My eyes open and for a moment, I am in “let’s go” mode. Then, I remember: it’s Saturday! The slow, languid feeling that is the very essence of Saturday mornings past settles in. I burrow deeper into my warm bed, savouring memories of those mornings as a kid.
My brothers and I would get up and pad, barefoot and in our pajamas, to the living room to watch cartoons. All week we looked forward to seeing what Fred, Wilma, Betty and Barney would be up to. Finally, there was Fred at work at the Bedrock quarry. The quitting time signal would blare and the big moment came when, in unison with Fred and each other, we belted out, “Yabba-dabba-doo”! Then we’d sing the theme song (Flinstones, meet the Flinstones. They’re modern, stone-age family) as we watched them all pile into the car and head to the drive-in theatre.
When we got hungry, we headed to the kitchen for breakfast. We sat at the table, still barefoot and in our pajamas, and watched the milk turn pink (or blue or green) from the Froot Loops cereal floating in our bowls. After breakfast, we could watch more TV, loaf around the house or head outside to find friends.

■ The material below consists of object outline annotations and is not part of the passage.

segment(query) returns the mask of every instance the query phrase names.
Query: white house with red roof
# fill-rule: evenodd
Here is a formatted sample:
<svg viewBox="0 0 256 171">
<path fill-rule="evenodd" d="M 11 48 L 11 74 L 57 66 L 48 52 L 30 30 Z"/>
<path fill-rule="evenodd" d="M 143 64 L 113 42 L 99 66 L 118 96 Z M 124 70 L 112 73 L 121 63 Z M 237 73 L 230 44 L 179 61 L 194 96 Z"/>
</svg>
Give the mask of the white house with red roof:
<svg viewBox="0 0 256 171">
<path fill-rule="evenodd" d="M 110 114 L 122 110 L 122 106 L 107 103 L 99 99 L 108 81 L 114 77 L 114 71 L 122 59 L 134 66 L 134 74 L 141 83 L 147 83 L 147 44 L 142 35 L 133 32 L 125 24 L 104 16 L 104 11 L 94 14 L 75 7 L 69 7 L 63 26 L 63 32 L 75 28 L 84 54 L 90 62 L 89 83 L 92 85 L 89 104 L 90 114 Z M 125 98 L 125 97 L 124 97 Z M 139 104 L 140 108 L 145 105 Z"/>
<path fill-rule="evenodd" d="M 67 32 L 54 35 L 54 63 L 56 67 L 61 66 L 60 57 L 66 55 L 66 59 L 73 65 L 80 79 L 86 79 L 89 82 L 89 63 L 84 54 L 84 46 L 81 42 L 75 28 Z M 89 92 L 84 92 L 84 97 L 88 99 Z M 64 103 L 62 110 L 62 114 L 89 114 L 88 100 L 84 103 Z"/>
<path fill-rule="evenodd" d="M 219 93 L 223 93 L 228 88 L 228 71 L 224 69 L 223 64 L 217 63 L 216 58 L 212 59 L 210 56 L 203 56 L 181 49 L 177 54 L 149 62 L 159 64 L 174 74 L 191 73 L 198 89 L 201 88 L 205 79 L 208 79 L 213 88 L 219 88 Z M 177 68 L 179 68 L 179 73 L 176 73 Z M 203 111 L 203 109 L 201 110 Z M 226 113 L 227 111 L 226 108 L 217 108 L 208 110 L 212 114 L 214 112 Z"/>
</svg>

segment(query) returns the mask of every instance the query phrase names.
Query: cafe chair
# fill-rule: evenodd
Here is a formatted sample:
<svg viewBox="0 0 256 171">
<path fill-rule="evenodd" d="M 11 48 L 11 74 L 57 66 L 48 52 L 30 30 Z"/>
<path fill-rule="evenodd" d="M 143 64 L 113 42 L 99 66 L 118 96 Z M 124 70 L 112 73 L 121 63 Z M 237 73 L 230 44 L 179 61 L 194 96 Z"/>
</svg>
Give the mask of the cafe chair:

Somewhere in the intervening years, everything changed. Relaxing and doing nothing went out of fashion. Worse – it was scoffed at. Adults became hard-wired to constantly be “doing” something. The hours in our days were filled from the moment we woke until we hit the pillow again at the end of the day. And not only did we have to be doing something, we had to be the best at it – at least our own personal best. There was no time to contemplate life and no room for mediocrity.
But we still weren’t satisfied. We then inflicted this harried, over-scheduled way of life on our kids. Instead of cartoons, bare feet and pjs, on Saturday mornings they packed their hockey duffle bags, hurried to get to swim lessons or got ready for whatever extracurricular activity was the flavour of the day. Until now.
For much of this year, we’ve been forced to slow down. Many of us are working from home. Gatherings are prohibited. Stores, restaurants, gyms, theatres and other businesses are closed or restricted to essential services. It’s been hard on everyone for one reason or another. But maybe, just maybe, we can rediscover the art of whiling away some of that extra time on our hands by doing exactly what we want to do.
And I realize that what I want to do right now is have a nice mug of coffee – or maybe two – while I read the newspaper at my leisure. So I’m going to head to the kitchen to do just that. How will you spend your Saturday morning?